ERC721R Bug

Abstract

What is NFT721R?

An NFT protocol enabling minters to return the minted NFT for a refund in a certain period.

Issue

In the typical case, the NFT dev calls this withdraw() function after refundEndTime to withdraw the Eth raised from minting. This step is OK.

function withdraw() external onlyOwner {
    require(block.timestamp > refundEntime), "Refund period not over");
    uint256 balance = address(this).balance;
    Address.sendValue(payable(owner)), blance);
}

But, check the refund function: Minter calls this func to return the NFTs he minted to the refundAddress(an address set and controlled by dev) then gets the corresponding amount of $ETH back from the NFT contract. But what if refundAddress is a minter holding one of the NFTs?

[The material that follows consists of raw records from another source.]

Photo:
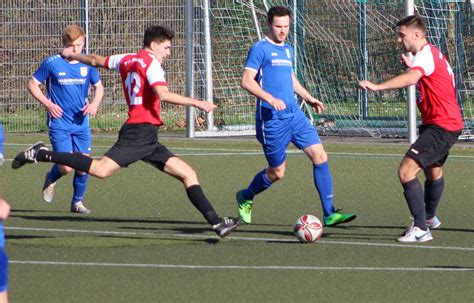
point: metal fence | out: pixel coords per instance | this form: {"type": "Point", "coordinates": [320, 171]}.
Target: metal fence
{"type": "Point", "coordinates": [31, 31]}
{"type": "Point", "coordinates": [330, 53]}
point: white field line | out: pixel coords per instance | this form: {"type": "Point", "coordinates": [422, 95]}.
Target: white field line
{"type": "Point", "coordinates": [233, 152]}
{"type": "Point", "coordinates": [255, 267]}
{"type": "Point", "coordinates": [157, 235]}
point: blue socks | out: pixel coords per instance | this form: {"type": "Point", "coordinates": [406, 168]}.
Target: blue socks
{"type": "Point", "coordinates": [323, 181]}
{"type": "Point", "coordinates": [259, 183]}
{"type": "Point", "coordinates": [79, 184]}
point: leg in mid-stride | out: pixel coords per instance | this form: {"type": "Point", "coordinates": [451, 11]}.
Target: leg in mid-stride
{"type": "Point", "coordinates": [105, 167]}
{"type": "Point", "coordinates": [274, 140]}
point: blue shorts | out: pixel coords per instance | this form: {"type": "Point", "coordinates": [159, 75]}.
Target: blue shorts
{"type": "Point", "coordinates": [3, 270]}
{"type": "Point", "coordinates": [275, 135]}
{"type": "Point", "coordinates": [78, 140]}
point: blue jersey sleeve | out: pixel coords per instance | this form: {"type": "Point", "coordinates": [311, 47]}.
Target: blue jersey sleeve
{"type": "Point", "coordinates": [255, 57]}
{"type": "Point", "coordinates": [42, 73]}
{"type": "Point", "coordinates": [95, 78]}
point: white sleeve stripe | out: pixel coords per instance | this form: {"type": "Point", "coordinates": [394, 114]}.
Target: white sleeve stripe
{"type": "Point", "coordinates": [36, 80]}
{"type": "Point", "coordinates": [155, 73]}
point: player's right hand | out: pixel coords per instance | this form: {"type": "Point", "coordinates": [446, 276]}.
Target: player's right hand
{"type": "Point", "coordinates": [55, 110]}
{"type": "Point", "coordinates": [405, 60]}
{"type": "Point", "coordinates": [278, 104]}
{"type": "Point", "coordinates": [67, 52]}
{"type": "Point", "coordinates": [207, 106]}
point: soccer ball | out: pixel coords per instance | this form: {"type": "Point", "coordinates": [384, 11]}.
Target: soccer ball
{"type": "Point", "coordinates": [308, 228]}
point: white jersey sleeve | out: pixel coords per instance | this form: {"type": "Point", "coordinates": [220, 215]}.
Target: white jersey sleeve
{"type": "Point", "coordinates": [424, 60]}
{"type": "Point", "coordinates": [155, 74]}
{"type": "Point", "coordinates": [113, 61]}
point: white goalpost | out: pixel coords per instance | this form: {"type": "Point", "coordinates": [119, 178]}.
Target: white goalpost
{"type": "Point", "coordinates": [336, 43]}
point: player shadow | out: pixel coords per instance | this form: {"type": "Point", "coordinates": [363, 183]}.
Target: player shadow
{"type": "Point", "coordinates": [24, 237]}
{"type": "Point", "coordinates": [467, 268]}
{"type": "Point", "coordinates": [71, 217]}
{"type": "Point", "coordinates": [402, 228]}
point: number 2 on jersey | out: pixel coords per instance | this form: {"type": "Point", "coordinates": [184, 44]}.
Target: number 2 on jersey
{"type": "Point", "coordinates": [133, 85]}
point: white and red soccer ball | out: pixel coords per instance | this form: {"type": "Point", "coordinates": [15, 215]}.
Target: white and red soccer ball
{"type": "Point", "coordinates": [308, 229]}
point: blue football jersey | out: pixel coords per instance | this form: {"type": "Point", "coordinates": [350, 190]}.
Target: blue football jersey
{"type": "Point", "coordinates": [67, 85]}
{"type": "Point", "coordinates": [274, 66]}
{"type": "Point", "coordinates": [2, 235]}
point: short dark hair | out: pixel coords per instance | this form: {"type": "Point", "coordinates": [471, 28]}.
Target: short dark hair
{"type": "Point", "coordinates": [279, 11]}
{"type": "Point", "coordinates": [413, 21]}
{"type": "Point", "coordinates": [157, 34]}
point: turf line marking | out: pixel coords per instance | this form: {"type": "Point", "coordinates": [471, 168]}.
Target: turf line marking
{"type": "Point", "coordinates": [257, 267]}
{"type": "Point", "coordinates": [223, 152]}
{"type": "Point", "coordinates": [289, 240]}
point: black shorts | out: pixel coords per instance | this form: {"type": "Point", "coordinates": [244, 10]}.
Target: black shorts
{"type": "Point", "coordinates": [432, 146]}
{"type": "Point", "coordinates": [139, 142]}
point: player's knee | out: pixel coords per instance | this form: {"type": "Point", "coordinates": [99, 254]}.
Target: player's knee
{"type": "Point", "coordinates": [276, 174]}
{"type": "Point", "coordinates": [65, 169]}
{"type": "Point", "coordinates": [190, 177]}
{"type": "Point", "coordinates": [405, 175]}
{"type": "Point", "coordinates": [100, 173]}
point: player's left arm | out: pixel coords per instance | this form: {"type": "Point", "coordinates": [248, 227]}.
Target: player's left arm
{"type": "Point", "coordinates": [166, 96]}
{"type": "Point", "coordinates": [411, 77]}
{"type": "Point", "coordinates": [92, 107]}
{"type": "Point", "coordinates": [4, 209]}
{"type": "Point", "coordinates": [89, 59]}
{"type": "Point", "coordinates": [303, 93]}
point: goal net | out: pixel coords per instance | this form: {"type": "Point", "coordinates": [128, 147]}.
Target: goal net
{"type": "Point", "coordinates": [336, 43]}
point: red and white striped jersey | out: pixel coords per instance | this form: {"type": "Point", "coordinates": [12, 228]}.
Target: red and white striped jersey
{"type": "Point", "coordinates": [140, 72]}
{"type": "Point", "coordinates": [436, 93]}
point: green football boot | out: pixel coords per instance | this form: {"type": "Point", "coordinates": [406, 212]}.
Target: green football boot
{"type": "Point", "coordinates": [337, 218]}
{"type": "Point", "coordinates": [245, 208]}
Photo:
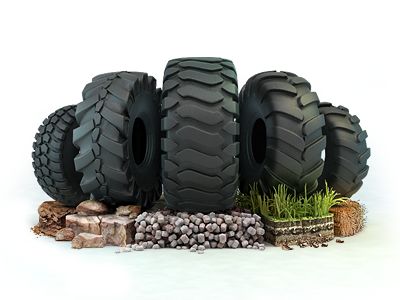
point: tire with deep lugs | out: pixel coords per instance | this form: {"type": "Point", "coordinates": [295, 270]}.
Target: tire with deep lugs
{"type": "Point", "coordinates": [280, 133]}
{"type": "Point", "coordinates": [119, 138]}
{"type": "Point", "coordinates": [346, 152]}
{"type": "Point", "coordinates": [53, 157]}
{"type": "Point", "coordinates": [200, 148]}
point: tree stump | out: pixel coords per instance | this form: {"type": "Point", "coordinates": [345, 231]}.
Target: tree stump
{"type": "Point", "coordinates": [348, 218]}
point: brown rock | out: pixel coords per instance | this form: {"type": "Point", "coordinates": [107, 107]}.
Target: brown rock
{"type": "Point", "coordinates": [52, 217]}
{"type": "Point", "coordinates": [65, 234]}
{"type": "Point", "coordinates": [117, 230]}
{"type": "Point", "coordinates": [88, 224]}
{"type": "Point", "coordinates": [348, 218]}
{"type": "Point", "coordinates": [92, 208]}
{"type": "Point", "coordinates": [88, 240]}
{"type": "Point", "coordinates": [129, 210]}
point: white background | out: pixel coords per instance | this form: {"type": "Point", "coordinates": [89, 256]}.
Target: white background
{"type": "Point", "coordinates": [348, 50]}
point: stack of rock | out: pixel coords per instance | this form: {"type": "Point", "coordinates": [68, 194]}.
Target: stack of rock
{"type": "Point", "coordinates": [197, 232]}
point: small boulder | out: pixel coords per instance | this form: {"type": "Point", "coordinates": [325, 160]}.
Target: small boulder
{"type": "Point", "coordinates": [65, 234]}
{"type": "Point", "coordinates": [91, 208]}
{"type": "Point", "coordinates": [88, 240]}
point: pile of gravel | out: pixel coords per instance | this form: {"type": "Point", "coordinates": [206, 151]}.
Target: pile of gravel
{"type": "Point", "coordinates": [197, 232]}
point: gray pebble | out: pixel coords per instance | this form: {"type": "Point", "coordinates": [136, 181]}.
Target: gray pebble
{"type": "Point", "coordinates": [184, 229]}
{"type": "Point", "coordinates": [199, 215]}
{"type": "Point", "coordinates": [233, 227]}
{"type": "Point", "coordinates": [246, 222]}
{"type": "Point", "coordinates": [169, 228]}
{"type": "Point", "coordinates": [235, 244]}
{"type": "Point", "coordinates": [202, 226]}
{"type": "Point", "coordinates": [158, 234]}
{"type": "Point", "coordinates": [179, 222]}
{"type": "Point", "coordinates": [172, 238]}
{"type": "Point", "coordinates": [224, 227]}
{"type": "Point", "coordinates": [260, 231]}
{"type": "Point", "coordinates": [222, 238]}
{"type": "Point", "coordinates": [206, 219]}
{"type": "Point", "coordinates": [228, 219]}
{"type": "Point", "coordinates": [139, 236]}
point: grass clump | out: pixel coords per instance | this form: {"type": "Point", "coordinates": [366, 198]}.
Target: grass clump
{"type": "Point", "coordinates": [281, 204]}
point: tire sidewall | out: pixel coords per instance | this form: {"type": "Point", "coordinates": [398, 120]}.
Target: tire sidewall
{"type": "Point", "coordinates": [145, 108]}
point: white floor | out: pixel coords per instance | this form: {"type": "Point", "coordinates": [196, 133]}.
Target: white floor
{"type": "Point", "coordinates": [39, 267]}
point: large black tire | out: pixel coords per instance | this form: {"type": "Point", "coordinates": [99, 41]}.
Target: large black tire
{"type": "Point", "coordinates": [346, 152]}
{"type": "Point", "coordinates": [119, 138]}
{"type": "Point", "coordinates": [200, 163]}
{"type": "Point", "coordinates": [53, 157]}
{"type": "Point", "coordinates": [280, 133]}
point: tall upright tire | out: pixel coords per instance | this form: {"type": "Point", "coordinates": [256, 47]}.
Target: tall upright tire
{"type": "Point", "coordinates": [346, 152]}
{"type": "Point", "coordinates": [280, 133]}
{"type": "Point", "coordinates": [119, 138]}
{"type": "Point", "coordinates": [200, 148]}
{"type": "Point", "coordinates": [53, 157]}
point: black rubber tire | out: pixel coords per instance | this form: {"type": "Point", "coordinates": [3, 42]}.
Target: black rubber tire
{"type": "Point", "coordinates": [346, 152]}
{"type": "Point", "coordinates": [53, 157]}
{"type": "Point", "coordinates": [107, 139]}
{"type": "Point", "coordinates": [280, 133]}
{"type": "Point", "coordinates": [199, 106]}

function refund(uint256 [] calldata tokenIds) external {
    require(refundGuaranteeActive(), "Refund expired");

    for (uint256 i = 0; i < tokenIds.length; i++) {
        uint256 tokenId = tokenIds[i];
        require(msg.sender == ownerOf(tokenId), "Not token owner");
        transferFrom(msg.sender, refundAddress, tokenId);
    }

    uint256 refundAmount = tokenIds.length * mintPrice;
    Address.sendValue(payable(msg.sender)), refundAmount);
}

A scam dev will set a refundAddress, then mint an NFT with this refundAddress. Next step, he calls refund(). Because the NFT will always return to refundAddress, he still possesses that NFT while collecting some amount of Eth. He can do it multiple times until all funds run out.